Building data lineage, data orchestration and data mesh
Details
We jointly organize this event with Google focused on how to build data platform: data lineage, data lake/mesh and data storage.
The event will be held in a room called Araujo, in Mountain View office
Agenda
- 06:00 - 06:25 - Reception and networking
- 06:25 - 06:30 - Introductions
- 06:30 - 07:00 - talk 1 (Google)
- 07:00 - 07:30 - talk 2 (ThoughtWorks)
- 07:30 - 08:00 - talk 3 (Alluxio & Google)
- 08:00 - 08:30 - Social time
Talk1: Fine grained root cause and impact analysis with CDAP
Lineage
Lineage is a critical aspect of data governance in large enterprises, and provides traceability for data as it flows through a data system. It can unlock various use cases such as root cause analysis (discover the cause of a bad data event) and impact analysis (gauge the impact of a change before making the change). In this talk, the speaker will demonstrate how CDAP’s granular data lineage capabilities can solve these use cases for enterprises.
Speaker: Yuki Jung - Google
Yuki is a software engineer at Google Cloud, where she is working on the open source Big Data Platform CDAP. Prior to Google, she worked on science content development at Khan Academy.
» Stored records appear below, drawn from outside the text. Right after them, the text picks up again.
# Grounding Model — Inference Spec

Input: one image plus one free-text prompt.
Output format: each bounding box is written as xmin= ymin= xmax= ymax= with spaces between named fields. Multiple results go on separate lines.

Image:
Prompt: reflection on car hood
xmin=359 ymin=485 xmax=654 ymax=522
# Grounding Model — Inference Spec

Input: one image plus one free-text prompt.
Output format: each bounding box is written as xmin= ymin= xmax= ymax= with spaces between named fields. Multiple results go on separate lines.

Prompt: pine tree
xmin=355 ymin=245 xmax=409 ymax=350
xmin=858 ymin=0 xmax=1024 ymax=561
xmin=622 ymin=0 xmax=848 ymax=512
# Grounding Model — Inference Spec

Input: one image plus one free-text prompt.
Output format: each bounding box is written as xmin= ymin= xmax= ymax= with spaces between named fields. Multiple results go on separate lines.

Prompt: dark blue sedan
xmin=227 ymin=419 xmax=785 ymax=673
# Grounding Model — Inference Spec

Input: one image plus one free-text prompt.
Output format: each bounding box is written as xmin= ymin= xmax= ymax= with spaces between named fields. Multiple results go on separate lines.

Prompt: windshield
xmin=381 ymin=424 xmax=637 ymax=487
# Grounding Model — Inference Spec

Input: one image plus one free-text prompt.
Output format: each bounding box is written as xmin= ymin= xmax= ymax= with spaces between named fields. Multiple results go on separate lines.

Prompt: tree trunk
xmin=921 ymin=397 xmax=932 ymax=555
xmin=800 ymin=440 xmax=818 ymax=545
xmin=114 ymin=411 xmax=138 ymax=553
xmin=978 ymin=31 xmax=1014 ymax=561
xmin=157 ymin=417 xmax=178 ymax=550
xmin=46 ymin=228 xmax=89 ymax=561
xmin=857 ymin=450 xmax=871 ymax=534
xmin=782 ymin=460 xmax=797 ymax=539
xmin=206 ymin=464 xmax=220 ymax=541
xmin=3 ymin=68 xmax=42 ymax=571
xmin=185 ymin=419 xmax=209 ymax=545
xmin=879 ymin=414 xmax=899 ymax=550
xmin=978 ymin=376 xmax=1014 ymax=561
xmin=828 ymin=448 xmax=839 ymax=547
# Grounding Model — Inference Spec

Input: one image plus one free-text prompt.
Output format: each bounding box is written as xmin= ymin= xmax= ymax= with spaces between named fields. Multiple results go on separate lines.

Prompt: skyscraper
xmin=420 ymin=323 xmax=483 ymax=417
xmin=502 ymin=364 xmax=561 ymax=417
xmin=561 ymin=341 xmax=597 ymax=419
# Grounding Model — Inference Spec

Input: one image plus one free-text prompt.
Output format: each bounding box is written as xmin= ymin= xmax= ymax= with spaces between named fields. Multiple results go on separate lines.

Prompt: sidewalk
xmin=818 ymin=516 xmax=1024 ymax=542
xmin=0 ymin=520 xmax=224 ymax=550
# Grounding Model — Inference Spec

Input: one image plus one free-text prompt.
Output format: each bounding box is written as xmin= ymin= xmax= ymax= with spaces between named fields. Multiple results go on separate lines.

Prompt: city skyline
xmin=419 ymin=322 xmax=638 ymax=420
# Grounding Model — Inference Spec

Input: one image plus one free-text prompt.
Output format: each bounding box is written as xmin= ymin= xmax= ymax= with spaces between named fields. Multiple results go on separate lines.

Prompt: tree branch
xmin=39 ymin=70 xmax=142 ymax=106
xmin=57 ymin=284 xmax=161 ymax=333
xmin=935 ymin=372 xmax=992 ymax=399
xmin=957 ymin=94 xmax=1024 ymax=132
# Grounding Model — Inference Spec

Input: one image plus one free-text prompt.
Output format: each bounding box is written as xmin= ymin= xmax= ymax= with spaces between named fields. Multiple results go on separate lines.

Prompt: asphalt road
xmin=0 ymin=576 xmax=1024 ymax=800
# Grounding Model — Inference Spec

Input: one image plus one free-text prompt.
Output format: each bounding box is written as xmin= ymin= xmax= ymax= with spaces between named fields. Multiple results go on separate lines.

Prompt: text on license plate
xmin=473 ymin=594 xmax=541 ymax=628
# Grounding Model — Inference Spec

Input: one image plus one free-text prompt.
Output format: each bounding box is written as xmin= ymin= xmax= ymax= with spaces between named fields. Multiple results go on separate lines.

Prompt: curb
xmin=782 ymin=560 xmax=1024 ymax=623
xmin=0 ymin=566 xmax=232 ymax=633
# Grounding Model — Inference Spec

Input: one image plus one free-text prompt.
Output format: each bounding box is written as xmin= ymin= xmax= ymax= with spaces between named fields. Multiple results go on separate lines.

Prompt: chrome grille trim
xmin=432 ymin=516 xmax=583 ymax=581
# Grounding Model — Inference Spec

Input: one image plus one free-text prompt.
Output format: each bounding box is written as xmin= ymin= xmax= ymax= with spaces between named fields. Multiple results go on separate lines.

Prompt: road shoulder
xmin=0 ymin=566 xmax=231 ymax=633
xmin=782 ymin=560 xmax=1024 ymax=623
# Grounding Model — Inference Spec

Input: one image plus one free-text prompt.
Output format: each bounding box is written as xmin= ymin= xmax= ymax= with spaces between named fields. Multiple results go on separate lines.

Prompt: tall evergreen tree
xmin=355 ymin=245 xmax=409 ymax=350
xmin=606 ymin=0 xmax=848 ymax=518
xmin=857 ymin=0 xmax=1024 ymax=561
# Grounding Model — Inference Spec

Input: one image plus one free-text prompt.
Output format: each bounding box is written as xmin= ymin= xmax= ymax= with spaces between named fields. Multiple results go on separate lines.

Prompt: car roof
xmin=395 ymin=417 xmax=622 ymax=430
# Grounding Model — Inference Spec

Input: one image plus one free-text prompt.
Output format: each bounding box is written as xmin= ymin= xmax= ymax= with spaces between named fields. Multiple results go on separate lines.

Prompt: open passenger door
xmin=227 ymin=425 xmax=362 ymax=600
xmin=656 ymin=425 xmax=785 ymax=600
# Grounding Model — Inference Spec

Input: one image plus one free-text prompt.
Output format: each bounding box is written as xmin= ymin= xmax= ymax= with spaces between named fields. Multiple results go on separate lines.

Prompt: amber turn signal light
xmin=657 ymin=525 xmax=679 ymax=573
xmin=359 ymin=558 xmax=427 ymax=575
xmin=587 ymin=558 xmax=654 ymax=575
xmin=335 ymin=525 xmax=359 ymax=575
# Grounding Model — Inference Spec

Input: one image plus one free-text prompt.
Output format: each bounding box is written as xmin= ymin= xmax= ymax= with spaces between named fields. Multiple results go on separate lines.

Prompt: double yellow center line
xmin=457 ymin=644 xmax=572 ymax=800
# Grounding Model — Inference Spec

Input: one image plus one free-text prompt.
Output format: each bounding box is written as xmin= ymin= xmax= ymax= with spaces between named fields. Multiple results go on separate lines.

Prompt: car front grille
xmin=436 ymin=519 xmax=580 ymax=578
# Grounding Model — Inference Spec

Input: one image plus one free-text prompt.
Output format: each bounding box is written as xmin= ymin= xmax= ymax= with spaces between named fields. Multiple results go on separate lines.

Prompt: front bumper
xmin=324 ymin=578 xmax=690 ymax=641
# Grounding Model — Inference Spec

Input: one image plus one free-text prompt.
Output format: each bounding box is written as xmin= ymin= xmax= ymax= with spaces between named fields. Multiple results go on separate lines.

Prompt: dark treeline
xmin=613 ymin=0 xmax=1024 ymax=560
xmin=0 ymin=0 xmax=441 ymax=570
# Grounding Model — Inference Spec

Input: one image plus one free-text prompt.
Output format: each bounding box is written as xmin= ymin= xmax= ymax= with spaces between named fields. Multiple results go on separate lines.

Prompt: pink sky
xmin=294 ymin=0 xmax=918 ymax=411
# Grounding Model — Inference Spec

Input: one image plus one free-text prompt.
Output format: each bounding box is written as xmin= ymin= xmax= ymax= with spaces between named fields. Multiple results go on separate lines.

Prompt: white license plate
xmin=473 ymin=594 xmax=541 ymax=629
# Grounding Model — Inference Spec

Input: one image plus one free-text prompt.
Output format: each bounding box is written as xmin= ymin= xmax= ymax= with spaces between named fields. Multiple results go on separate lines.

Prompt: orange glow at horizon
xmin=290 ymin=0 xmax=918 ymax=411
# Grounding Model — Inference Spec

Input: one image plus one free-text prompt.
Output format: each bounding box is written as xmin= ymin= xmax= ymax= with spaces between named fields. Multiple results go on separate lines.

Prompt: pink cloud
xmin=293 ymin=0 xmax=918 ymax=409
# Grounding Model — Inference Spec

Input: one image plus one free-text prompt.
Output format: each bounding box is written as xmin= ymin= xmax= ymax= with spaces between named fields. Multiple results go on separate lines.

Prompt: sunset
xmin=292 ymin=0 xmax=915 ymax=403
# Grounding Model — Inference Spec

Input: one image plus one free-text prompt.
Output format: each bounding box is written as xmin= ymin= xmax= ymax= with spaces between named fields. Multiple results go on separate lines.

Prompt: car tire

Talk2: How to Move Beyond a Monolithic Data Lake to a Distributed Data Mesh
Many enterprises are investing in their next generation data lake, with the hope of democratizing data at scale to provide business insights and ultimately make automated intelligent decisions. Data platforms based on the data lake architecture have common failure modes that lead to unfulfilled promises at scale. To address these failure modes we need to shift from the centralized paradigm of a lake, or its predecessor data warehouse. We need to shift to a paradigm that draws from modern distributed architecture: considering domains as the first class concern, applying platform thinking to create self-serve data infrastructure, and treating data as a product.
Speaker : Zhamak Dehghani (ThoughtWorks)
Zhamak is a principal technology consultant at ThoughtWorks with a focus on distributed systems architecture and digital platform strategy at Enterprise. She is a member of ThoughtWorks Technology Advisory Board and contributes to the creation of ThoughtWorks Technology Radar.
Talk3: Accelerating workloads and bursting remote data with Google Dataproc using Alluxio
Google Cloud Dataproc is a popular managed on-demand service to run Spark, Presto and many other compute workloads. Alluxio, an open source data orchestration technology, helps speed up Dataproc workloads by providing a distributed caching layer within the Dataproc Cluster. In addition, Alluxio enables “Zero-copy” bursting allowing users to run compute workloads even on data that’s remote on-prem or another cloud. In this session, Dipti from Alluxio and Roderick from Google Cloud will share an overview of Alluxio and Google Dataproc and the benefits the two together bring. It will include a demo of initializing a Dataproc cluster with Alluxio to run workloads on remote data.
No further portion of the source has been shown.